Update: we have disabled dynamic memory on all VMs in our pool and the issue is still occurring.I expect this to be sent to the citrix developers shortly, since the normal support team has exhausted their troubleshooting options.

fasterfourier

@stormi

I am also suspicious of this diagnosis, and I think this is likely related to checking off the "misalignments" in our configuration before escalating the case to the next level of troubleshooting support. That said, I figured I'd run it by the group here to see if there's any correlation between users with dynamic memory on their VMs and this issue.

fasterfourier

I have another observation to throw in the thread here. In working with Citrix support on our dom0 memory exhaustion issue in CH8.2LTSR, they are focusing on several of our VMs that had dynamic memory control enabled, which is deprecated in CH8.x. They believe this is related to the control domain memory exhaustion.

I have disabled this on all VMs that I can find with the feature enabled and will continue to monitor. I don't have much hope that this is the underlying issue, since we are seeing the memory issue on our pool master, which could only have hosted a VM with DMA enabled for very brief periods of time while other VMs were shuffled around for maintenance.

Does this track with anyone else here?

fasterfourier

@garyabrahams

Sorry I was unclear, but we are not running Kubernetes in our environment. We are running Citrix Hypervisor 8.2 LTSR.

fasterfourier

FWIW, no kubernetes in our environment with this issue.

fasterfourier

@r1 If it helps at all, I have seen this more often on the pool master than in other pool hosts. We are using XO delta backup on 125 VMs in this pool daily. So, the master is busy doing a lot of snapshot coalesce operations (lots of iSCSI storage IO) compared to other hosts. The other host that has hit 95% control domain memory use is also IO heavy (it has some database server VMs).

fasterfourier

@stormi The ID for the case I just opened is 80240347. If you have a bugtracker issue open, you may want to mention that ticket. I just now opened the ticket, though, so it will be a while before it makes its way out of tier 1, etc.

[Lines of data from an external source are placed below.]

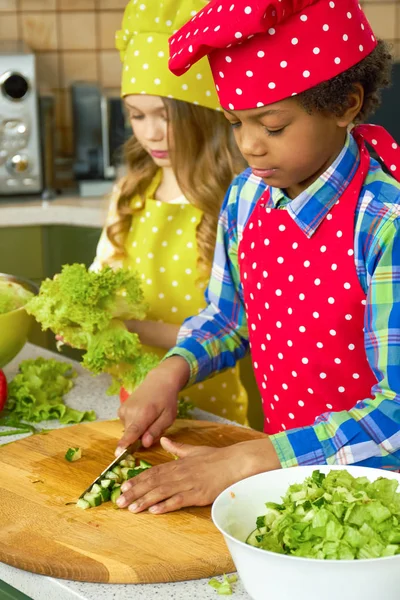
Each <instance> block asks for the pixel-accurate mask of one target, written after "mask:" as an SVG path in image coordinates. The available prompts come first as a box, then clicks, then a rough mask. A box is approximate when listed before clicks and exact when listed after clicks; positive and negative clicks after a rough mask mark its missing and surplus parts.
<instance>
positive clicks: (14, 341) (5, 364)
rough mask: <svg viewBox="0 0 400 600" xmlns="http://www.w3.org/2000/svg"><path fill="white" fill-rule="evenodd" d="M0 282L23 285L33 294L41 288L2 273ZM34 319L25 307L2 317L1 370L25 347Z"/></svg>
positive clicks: (6, 314) (0, 368)
mask: <svg viewBox="0 0 400 600" xmlns="http://www.w3.org/2000/svg"><path fill="white" fill-rule="evenodd" d="M0 280H2V281H10V282H12V283H17V284H19V285H22V286H23V287H24V288H25V289H27V290H29V291H30V292H32V293H33V294H37V293H38V292H39V288H38V286H37V285H35V284H34V283H33V282H32V281H29V280H28V279H23V278H22V277H14V275H7V274H5V273H0ZM33 322H34V317H33V316H31V315H28V313H27V312H26V310H25V309H24V307H23V306H22V307H21V308H17V309H16V310H12V311H10V312H7V313H3V314H1V315H0V369H1V368H2V367H4V366H5V365H6V364H8V363H9V362H10V361H11V360H12V359H13V358H14V356H16V355H17V354H18V352H20V351H21V350H22V348H23V347H24V346H25V344H26V342H27V340H28V335H29V331H30V329H31V327H32V324H33Z"/></svg>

EDIT: Had the wrong case number at first. Updated case number.

fasterfourier

@stormi I've just opened a Citrix case on the issue, but I wouldn't expect much help there, and definitely wouldn't expect anything quickly.

fasterfourier

I am seeing similar behavior with Citrix Hypervisor 8.2LTSR after upgrading from 7.1CU2, which was not affected. We have a pool with 5 Poweredge R730 hosts and 2 R720 hosts. All have Intel 10G and 1G NICs (ixgbe and igb drivers) and we use iSCSI storage. I have had two hosts use up all their control domain memory, requiring an evacuate/reboot of the host. One host was the pool master, which runs only one VM (xen orchestra appliance) but is generally busy with various iSCSI tasks due to snapshot coalesce after daily backups. The other host has ~20 VMs that are pretty busy with network activity. No userspace processes that seem to be using an abnormal amount of memory.